Там его встречали хозяин с хозяйкою и
сослуживец, инженер-поручик Окулов.
Андрей Петрович сел рядом с ним и заметил
по другую сторону от себя еще один
прибор.
— Прошу вас, господа, угощайтесь, —
говорил Сперанский, — бекасы самые
свежие, еще вчера имели неосторожность
пролетать над заливом. Когда ваше
предприятие закончится, буду счастлив,
если окажете мне честь присоединиться
к охоте. Поверьте, таких мест вы нигде
более не найдете, а из Петербурга в
другой раз и не доедешь.
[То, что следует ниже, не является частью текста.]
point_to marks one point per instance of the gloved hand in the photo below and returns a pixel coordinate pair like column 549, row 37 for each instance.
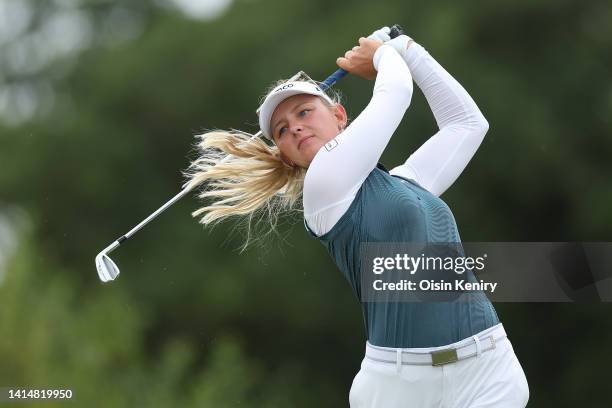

Здесь теперь
самое раздолье, день длинный, тепло,
дичь разнежилась...
Софья Александровна сделала было мужу
гримасу, как бы прося его умерить свой
пыл и не утомлять гостей, но Михаила
Николаевича, заговорившего о любимом
своем деле, едва ли кто мог остановить.
— Вы охотники, я надеюсь? — несколько
запоздало уточнил он.
— Мы солдаты, — с улыбкою отвечал Андрей
Петрович, — с ружьем управляться умеем.
Сам он не испытывал большого воодушевления
перед охотою. Ему больше было по душе
взять удочку, выбрать на берегу Ижоры
какой-нибудь уголок, куда в детстве
сбегал купаться с крестьянскими
ребятишками, сесть там и любоваться
первою зарей в росистой прохладе и
тишине. Но среди всех забот его молодой,
но уже такой обремененной жизни, эта
возможность представлялась ему не
иначе, как далеким мечтанием. Все силы
свои он полагал на службу не ради чинов
и наград, но для самого дела. Когда-то
он с особым усердием учился, окончив
институт корпуса одним из первых, теперь
с тем же рвением исполнял свои обязанности,
как служебные, так и домашние. Будь то
оброчные ведомости или список гостей
к приему, затеянному женой, ко всему
Андрей Петрович подходил со свойственной
ему ответственностью и прилежанием,
ничего не умел сделать второпях или
небрежно. Отдыхать он привык так, как
желала его супруга, а ехать в деревню
ей обыкновенно не хотелось. Лишь изредка
выбираясь туда, Андрей Петрович вспоминал,
как легко и привольно ему бывало когда-то
в детстве, но те чувствования считал
давно ушедшими, да и самой памятью о них
позволял себе увлечься нечасто. В доме
родителей, что были уже пожилыми людьми
и всякий раз окружали его лаской и
вниманием, у него все равно находились
разные помещичьи заботы, и теперь Андрей
Петрович не мог хорошенько и вспомнить,
когда последний раз встречал рассвет
на реке. Потому Сперанский с его
бесхитростным восторгом перед охотою,
которой он явно посвящал столько времени,
столько хотел, несколько даже обескуражил
его и показался воплощением той свободы,
о которой Андрей Петрович забыл и думать.
Он не стал бы признаваться себе, что
почувствовал род доброй зависти к этому
человеку, который, как видно, и служит,
и небогат, однако живет в свое удовольствие.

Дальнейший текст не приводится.